Madeline (Embeth Davidtz), an "outsider" gallery owner in Chicago meets and falls in love with George (Alessandro Nivola, "Jurassic Park III"). A few months after their marriage, she hears about a new "outsider" artist in North Carolina and her scouts tell her that she would probably clinch the deal to show his artwork if she were to come down and meet him. George is from the same area in North Carolina so they incorporate a visit to his family; Peg (Celia Weston) and Eugene (Scott Wilson), his parents and Johnny (Ben McKenzie, TV's "The OC") and Ashley (Amy Adams), his brother and pregnant sister-in-law. George hasn't visited the family in three years and they are eager to meet his new bride. When they arrive, Ashley immediately makes Madeline her best friend.
"Junebug", the premiere feature from director Phil Morrison, is an impressive debut; featuring some outstanding performances and compelling characters. Refreshingly, the film doesn't make fun of the family or Southerners in general.
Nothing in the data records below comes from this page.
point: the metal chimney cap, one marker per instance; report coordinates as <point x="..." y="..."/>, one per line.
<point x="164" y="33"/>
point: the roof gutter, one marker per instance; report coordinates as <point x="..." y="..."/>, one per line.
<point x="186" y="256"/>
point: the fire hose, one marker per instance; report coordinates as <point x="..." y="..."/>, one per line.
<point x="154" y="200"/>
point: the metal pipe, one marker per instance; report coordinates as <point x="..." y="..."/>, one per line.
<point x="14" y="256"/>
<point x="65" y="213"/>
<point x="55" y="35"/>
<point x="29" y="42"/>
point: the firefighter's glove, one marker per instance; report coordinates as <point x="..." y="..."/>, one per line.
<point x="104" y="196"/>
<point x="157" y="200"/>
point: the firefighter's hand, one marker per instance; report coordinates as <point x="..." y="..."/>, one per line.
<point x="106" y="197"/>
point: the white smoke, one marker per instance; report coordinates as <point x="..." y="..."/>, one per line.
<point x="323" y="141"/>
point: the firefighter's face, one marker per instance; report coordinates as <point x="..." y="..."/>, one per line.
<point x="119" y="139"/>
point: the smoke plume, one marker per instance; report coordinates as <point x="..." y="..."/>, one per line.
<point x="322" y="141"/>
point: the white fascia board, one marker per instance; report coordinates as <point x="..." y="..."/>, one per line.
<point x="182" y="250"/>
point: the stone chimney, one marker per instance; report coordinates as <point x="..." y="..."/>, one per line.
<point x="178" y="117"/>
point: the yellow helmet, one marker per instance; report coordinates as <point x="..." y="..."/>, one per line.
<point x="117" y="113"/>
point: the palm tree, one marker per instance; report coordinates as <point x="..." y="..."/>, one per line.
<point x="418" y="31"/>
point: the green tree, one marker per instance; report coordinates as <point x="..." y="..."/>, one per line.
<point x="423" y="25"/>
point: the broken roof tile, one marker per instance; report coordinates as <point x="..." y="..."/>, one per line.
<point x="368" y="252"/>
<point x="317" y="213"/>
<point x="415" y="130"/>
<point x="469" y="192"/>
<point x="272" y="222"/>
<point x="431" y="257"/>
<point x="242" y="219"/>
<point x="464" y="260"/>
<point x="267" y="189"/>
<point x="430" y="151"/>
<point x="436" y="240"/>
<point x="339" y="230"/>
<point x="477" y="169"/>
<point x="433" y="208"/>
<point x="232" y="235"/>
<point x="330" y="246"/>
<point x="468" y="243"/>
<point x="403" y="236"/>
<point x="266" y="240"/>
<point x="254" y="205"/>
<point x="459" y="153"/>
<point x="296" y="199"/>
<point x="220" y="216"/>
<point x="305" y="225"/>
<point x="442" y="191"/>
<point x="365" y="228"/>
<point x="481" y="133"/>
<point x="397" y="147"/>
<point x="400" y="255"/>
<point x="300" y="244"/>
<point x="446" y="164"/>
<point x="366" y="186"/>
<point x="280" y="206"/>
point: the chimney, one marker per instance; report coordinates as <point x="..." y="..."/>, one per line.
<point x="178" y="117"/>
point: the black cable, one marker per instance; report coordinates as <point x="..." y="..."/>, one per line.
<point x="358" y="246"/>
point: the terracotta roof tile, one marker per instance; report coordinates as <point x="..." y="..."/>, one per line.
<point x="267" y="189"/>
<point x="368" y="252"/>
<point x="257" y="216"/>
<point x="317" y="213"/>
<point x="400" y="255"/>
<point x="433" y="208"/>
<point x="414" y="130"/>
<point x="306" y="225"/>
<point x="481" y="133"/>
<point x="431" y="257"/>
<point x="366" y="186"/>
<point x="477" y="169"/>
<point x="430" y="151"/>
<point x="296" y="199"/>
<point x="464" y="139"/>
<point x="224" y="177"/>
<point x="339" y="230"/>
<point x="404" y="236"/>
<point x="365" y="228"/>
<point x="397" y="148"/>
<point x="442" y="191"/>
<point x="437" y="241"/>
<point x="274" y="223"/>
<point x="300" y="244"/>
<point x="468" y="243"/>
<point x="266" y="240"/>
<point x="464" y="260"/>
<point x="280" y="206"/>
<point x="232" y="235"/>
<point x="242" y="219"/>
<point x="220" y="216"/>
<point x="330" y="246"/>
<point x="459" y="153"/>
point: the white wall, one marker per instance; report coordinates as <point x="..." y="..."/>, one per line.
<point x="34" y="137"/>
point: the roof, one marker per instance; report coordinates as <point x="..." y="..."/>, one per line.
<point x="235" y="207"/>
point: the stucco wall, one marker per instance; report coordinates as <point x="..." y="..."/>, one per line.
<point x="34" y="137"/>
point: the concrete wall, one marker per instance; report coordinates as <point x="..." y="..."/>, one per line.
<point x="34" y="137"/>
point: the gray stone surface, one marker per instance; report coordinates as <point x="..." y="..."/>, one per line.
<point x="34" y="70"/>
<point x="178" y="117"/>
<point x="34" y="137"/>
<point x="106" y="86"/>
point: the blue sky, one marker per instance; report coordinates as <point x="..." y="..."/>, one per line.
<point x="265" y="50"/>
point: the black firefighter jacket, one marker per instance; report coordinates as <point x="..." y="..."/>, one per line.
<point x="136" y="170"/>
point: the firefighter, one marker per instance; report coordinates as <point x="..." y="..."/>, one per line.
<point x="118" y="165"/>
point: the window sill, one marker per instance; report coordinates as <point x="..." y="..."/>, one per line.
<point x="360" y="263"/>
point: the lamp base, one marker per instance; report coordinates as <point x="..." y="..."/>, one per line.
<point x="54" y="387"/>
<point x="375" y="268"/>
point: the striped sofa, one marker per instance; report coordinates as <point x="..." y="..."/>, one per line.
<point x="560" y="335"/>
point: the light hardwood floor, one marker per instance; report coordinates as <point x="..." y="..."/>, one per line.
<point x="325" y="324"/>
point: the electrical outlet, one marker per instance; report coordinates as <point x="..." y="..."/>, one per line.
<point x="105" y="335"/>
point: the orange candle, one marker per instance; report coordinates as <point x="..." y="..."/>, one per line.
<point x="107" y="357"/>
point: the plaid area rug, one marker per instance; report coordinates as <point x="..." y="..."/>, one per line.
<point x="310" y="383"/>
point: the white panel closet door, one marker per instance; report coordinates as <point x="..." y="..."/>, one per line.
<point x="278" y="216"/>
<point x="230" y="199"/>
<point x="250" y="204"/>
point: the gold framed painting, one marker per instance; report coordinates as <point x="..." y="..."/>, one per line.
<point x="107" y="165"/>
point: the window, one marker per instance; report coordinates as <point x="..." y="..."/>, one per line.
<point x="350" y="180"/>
The real standout in the film is Amy Adams. Ashley is so interested in Madeline, because Madeline is so different from her, that the feeling is almost infectious. We want to get to know everything about Ashley and how she views the world. A non-stop talker, she jumps from topic to topic, about herself, asking questions about others, repeating pearls of wisdom she has picked up along the way. We get a sense that all of this happens because she is pregnant and unable to get out and experience the world. She is the flipside of her husband, Johnny (Ben McKenzie). She accepts her pregnancy and wants the baby; he seems surly and boxed in by his wife and the new baby.
When Madeline and George arrive, the close knit family suddenly begins to warp as the less familiar members of the family are welcomed back. Everyone is a little on edge, a little unsure about how to act around the unfamiliar people. Peg, the mom (Celia Weston) welcomes her older son back. A complicated character, she seems fed up with Johnny and Ashley, yet supportive of their relationship and child. I guess she has to be, because they are living with her. She clearly dotes on her older son, but doesn't quite know what to make of her new daughter-in-law. And her relationship with her husband, Eugene is clearly strained.
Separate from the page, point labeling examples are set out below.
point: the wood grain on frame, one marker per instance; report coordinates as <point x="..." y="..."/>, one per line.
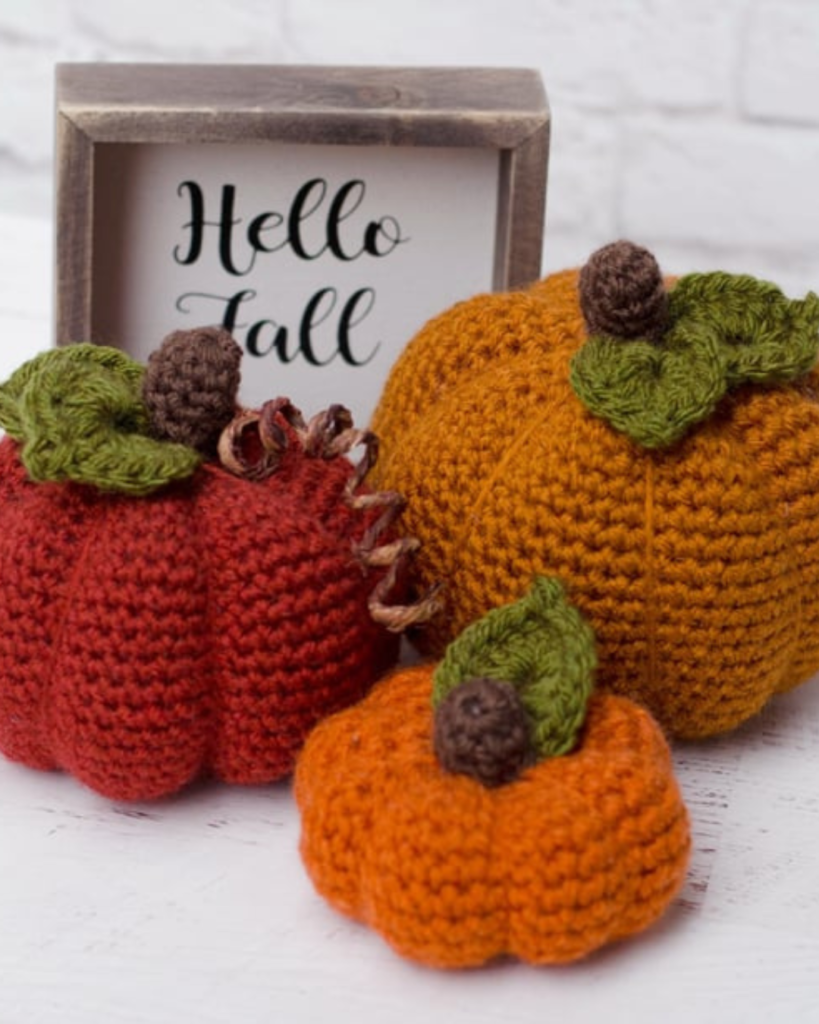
<point x="98" y="103"/>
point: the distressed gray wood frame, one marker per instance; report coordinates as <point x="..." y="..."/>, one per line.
<point x="100" y="103"/>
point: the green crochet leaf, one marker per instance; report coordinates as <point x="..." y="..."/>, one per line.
<point x="545" y="648"/>
<point x="726" y="330"/>
<point x="79" y="416"/>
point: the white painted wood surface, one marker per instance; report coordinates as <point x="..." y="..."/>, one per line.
<point x="198" y="909"/>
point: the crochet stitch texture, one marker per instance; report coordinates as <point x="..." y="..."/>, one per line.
<point x="696" y="561"/>
<point x="577" y="851"/>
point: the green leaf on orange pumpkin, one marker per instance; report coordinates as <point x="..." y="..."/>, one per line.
<point x="545" y="648"/>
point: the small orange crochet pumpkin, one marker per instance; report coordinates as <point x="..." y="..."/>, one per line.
<point x="655" y="445"/>
<point x="519" y="817"/>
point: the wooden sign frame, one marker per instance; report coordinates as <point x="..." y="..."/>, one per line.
<point x="112" y="104"/>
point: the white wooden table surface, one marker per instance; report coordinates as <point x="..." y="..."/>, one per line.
<point x="198" y="909"/>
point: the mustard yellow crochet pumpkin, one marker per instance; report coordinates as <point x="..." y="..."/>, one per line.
<point x="654" y="444"/>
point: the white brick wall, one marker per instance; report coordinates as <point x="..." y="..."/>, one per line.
<point x="689" y="125"/>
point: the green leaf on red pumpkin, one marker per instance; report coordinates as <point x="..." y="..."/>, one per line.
<point x="79" y="416"/>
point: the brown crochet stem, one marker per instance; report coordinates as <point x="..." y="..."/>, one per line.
<point x="252" y="446"/>
<point x="622" y="294"/>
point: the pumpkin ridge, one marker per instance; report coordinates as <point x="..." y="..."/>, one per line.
<point x="517" y="443"/>
<point x="86" y="525"/>
<point x="651" y="673"/>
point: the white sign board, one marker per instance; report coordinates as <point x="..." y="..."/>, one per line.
<point x="321" y="214"/>
<point x="322" y="261"/>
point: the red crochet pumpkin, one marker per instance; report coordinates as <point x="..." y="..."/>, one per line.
<point x="202" y="628"/>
"Junebug" is a quiet film, exploring the interactions between these characters and it works best when it sticks to this central group of people. The "outsider artist" whom Madeline is trying to persuade to sell at her gallery in Chicago is just strange. His work is so weird I have a hard time believing that she would be able to find a buyer in Chicago. After you see it, you'll understand what I am talking about. This character presents a roadblock to the proceedings and seems wholly unnecessary. Why wouldn't George and his new wife visit his parents anyway? There seems to be a hint that the outsider artist is the only reason they visit, but this thread isn't developed enough. If George is reluctant to visit his parents, the filmmakers don't provide a clear enough reason.
"Junebug" works best when it centers on the main family. All of the other extraneous distractions merely serve as that; distractions to the viewer.